2019 August JAMIA Journal Club Webinar

August 8, 2019
Free for AMIA members; $50 for non-members.
Majid Afshar, MD, MSCR; Ron Price, Jr.

Development and application of a high throughput natural language processing architecture to convert all clinical documents in a clinical data warehouse into standardized medical vocabularies

Co-authors Majid Afshar and Ron Price, Jr. will discuss this month's JAMIA Journal Club selection:

Afshar M, Dligach D, Sharma B, et al. Development and application of a high throughput natural language processing architecture to convert all clinical documents in a clinical data warehouse into standardized medical vocabularies. J Am Med Inform Assoc. 2019 May 30. pii: ocz068. doi: 10.1093/jamia/ocz068. [Epub ahead of print] [Abstract]


Majid Afshar, MD, MSCR
Assistant Professor
Division of Pulmonary and Critical Care
Department of Public Health Sciences
Center for Health Outcomes and Informatics Research
Maywood, IL

Dr. Afshar maintains an NIH-funded informatics and data science laboratory dedicated to prevention and early identification of diseases in critically ill patients with a focus in substance misuse, respiratory failure, and sepsis. The lab employs methods in in natural language processing (NLP) and machine learning in collaboration with his Computer Science collaborator, Dr. Dmitriy Dligach, and Biostatistician collaborator, Dr. Cara Joyce. Dr.
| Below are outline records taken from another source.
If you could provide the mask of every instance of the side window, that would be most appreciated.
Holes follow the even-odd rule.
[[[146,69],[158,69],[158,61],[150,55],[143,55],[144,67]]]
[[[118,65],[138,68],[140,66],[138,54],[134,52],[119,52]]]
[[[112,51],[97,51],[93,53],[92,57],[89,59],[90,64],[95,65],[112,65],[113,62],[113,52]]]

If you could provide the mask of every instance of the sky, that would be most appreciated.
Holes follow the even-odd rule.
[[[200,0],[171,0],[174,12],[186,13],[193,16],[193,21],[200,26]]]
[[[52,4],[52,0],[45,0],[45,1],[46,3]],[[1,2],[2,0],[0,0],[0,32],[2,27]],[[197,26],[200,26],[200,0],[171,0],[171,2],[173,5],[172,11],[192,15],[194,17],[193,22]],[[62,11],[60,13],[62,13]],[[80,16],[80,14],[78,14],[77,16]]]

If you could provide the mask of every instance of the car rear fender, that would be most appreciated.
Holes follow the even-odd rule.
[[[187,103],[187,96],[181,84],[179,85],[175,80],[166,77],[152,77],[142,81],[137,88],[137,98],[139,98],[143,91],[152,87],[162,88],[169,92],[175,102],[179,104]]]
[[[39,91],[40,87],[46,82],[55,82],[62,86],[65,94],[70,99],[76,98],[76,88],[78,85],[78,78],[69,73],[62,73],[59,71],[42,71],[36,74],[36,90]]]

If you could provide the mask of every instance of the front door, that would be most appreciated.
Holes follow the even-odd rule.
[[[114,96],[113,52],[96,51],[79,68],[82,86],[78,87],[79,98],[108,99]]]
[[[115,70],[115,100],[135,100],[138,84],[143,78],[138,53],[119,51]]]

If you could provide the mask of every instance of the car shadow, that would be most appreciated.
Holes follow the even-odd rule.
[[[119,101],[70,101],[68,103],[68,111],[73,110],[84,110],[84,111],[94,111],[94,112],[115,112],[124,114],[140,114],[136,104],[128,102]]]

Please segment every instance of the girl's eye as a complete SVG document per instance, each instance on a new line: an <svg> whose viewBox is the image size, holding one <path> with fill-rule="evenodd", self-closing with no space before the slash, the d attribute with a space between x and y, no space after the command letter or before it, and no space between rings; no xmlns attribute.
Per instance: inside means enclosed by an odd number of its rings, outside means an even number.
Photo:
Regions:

Afshar has built an infrastructure to perform NLP and machine learning tasks with electronic health record data for high throughput computable phenotypes and applied predictive modeling. He has published work deriving and validating NLP classifiers for substance misuse, respiratory failure identification, and prediction of sepsis development. He is currently working on automated methods in substance misuse screening and designing quasi-experimental studies as well as adaptive platform clinical studies using both supervised and unsupervised machine learning methods.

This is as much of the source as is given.